I have noticed a big difference in the way Pakistani Muslims in Pakistan go about looking for spouses and those that are in the UK. In Pakistan I think nearly all of them have arranged marriages to cousins or distant relatives. The kids dont really have the opportunity to look for someone themselves. I am just talking about village people here, not too sure about those living in cities, but I am assuming its a similar process.

For example, in the UK young Muslims tend to start looking while at uni, either by asking peers or some using online sites to find someone. This way is much more independent and usually involves the kids having to introduce the potential to the parents! Which is quite opposite to the traditional Pakistani way.

Me personally, sometimes I feel like giving up and just marrying who my parents say. I have not actually looked for someone but have had a few proposals lol. The reason I feel like giving up is because I have seen marriages breaking up that have been based on the kids' personal choices. But I have seen this happening in arranged marriages too, so I am left thinking is it really worth it? Going through all that effort in finding someone and then it ending in disaster.

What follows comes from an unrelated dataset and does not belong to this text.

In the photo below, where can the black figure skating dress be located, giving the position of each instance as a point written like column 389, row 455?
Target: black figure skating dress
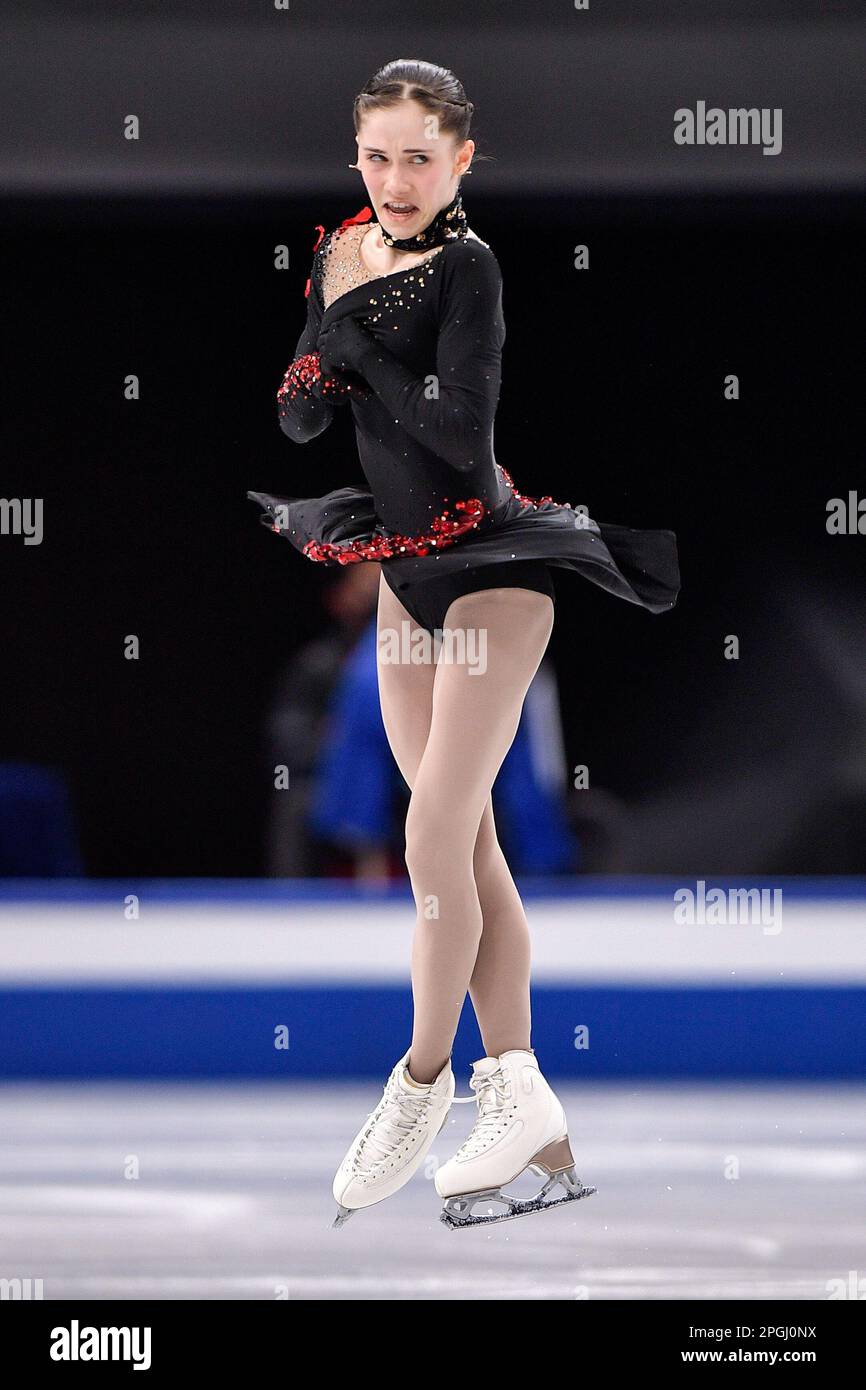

Especially if your parents want you to marry someone that they want you to marry.

Nobody is perfect and I dont think anyone will find someone who is perfect, so what is the point in looking for a perfect somone?

Anyway, Tragic Typos, I think asking about STD's is kind of important. What you could do is hint at it, or get a test done for yourself and show them the result, without having to actually say it and they should hopefully understand that you want them to get tested.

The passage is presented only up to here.